Ok that board can handle FX processors but its max are only the 95watt TDP ones which are either the FX 8120, 8100, or 8300.  You will not be able to run a 8320 on that motherboard as it will likely throttle it and/or damage the motherboard running it especially under stress.  My advice to you is to not go that high with that motherboard otherwise if you really want to upgrade get a new motherboard.  However the problem is there are really no decent MATX motherboards for the high end FX series even if you do not plan on overclocking so I cannot recommend one for your needs.

Best option would probably be buying a really nice low profile cooler and overclocking a little bit on your FX 4300 as that board should be able to at least do that fine.  This should suffice as I have heard its pretty good in that area!


----------



## ThE_MaD_ShOt (Dec 16, 2014)

How about the 8320E it's 95 watt?
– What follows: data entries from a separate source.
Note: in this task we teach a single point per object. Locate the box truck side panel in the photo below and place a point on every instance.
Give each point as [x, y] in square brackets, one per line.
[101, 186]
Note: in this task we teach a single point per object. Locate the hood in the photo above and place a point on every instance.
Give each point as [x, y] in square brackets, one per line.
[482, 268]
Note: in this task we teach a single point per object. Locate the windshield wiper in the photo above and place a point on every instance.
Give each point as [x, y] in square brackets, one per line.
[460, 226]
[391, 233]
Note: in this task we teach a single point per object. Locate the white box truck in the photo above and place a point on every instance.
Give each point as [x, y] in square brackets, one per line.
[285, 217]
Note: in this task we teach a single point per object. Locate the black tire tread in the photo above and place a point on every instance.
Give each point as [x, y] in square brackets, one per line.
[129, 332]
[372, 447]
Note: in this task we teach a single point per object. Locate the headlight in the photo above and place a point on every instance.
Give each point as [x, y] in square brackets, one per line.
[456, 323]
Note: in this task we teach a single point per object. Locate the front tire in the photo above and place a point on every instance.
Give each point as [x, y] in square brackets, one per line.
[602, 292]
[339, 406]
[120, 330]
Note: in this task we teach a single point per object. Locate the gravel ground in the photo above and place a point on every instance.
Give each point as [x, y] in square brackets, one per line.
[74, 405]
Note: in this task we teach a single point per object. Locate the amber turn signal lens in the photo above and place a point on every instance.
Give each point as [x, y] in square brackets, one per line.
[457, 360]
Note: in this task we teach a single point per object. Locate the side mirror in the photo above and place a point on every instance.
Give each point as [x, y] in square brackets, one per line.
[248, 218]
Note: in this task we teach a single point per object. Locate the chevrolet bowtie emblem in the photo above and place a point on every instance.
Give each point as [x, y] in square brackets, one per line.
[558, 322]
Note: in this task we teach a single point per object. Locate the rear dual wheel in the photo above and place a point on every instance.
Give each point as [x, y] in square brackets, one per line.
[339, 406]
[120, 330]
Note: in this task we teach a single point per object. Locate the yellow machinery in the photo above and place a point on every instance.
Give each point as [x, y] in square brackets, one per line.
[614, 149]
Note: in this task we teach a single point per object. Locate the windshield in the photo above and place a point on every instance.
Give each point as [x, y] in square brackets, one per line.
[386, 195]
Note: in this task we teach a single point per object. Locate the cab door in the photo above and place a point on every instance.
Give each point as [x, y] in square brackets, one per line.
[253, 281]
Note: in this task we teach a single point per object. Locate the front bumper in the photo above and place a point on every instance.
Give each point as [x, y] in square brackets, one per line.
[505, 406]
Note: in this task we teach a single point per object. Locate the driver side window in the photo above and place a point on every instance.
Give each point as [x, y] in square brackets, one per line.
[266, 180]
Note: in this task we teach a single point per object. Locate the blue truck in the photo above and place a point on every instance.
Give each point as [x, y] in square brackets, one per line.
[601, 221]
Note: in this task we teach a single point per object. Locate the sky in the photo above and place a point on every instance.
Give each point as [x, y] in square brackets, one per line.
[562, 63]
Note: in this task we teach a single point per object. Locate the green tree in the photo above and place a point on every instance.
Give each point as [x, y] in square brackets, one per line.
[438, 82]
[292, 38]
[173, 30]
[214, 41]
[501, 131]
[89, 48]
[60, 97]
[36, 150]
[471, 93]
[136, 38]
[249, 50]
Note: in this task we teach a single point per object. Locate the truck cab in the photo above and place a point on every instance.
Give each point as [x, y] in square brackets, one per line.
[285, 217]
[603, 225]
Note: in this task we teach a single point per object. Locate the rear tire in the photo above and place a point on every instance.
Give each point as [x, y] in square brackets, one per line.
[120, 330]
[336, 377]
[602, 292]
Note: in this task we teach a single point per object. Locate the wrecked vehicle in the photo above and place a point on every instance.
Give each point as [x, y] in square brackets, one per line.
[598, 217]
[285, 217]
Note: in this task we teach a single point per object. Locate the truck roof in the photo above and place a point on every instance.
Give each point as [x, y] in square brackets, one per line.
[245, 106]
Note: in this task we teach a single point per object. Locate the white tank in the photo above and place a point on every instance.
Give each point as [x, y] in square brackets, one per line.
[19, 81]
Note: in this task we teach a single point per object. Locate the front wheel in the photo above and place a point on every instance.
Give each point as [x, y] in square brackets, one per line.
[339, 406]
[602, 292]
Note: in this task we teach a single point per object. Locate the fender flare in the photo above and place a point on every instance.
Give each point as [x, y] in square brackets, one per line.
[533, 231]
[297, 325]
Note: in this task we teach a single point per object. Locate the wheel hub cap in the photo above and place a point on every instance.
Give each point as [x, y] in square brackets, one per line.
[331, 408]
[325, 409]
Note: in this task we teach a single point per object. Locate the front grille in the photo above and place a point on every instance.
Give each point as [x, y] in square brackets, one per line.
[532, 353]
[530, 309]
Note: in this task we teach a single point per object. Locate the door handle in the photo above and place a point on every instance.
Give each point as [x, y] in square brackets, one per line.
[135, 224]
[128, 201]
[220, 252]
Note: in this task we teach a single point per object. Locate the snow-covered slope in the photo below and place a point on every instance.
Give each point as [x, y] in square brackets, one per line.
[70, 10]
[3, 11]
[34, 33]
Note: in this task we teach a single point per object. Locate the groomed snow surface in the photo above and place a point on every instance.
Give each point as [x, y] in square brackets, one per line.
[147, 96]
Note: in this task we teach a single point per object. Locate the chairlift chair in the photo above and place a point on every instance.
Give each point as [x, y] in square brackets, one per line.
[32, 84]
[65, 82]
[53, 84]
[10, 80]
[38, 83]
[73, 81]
Also my sig rig under full load (crunching) @ 4.4 runs mids 30's c with a H100i.

Oh also my vote is for a hyper 212+ for air cooling in push pull. I have one on my matx 8350 cruncher and it does a good job of keeping temps in check.


----------



## OneMoar (Dec 16, 2014)

I would't even trust that board to run a 95W FX chip those early 760G re-socket boards where notoriously bad


----------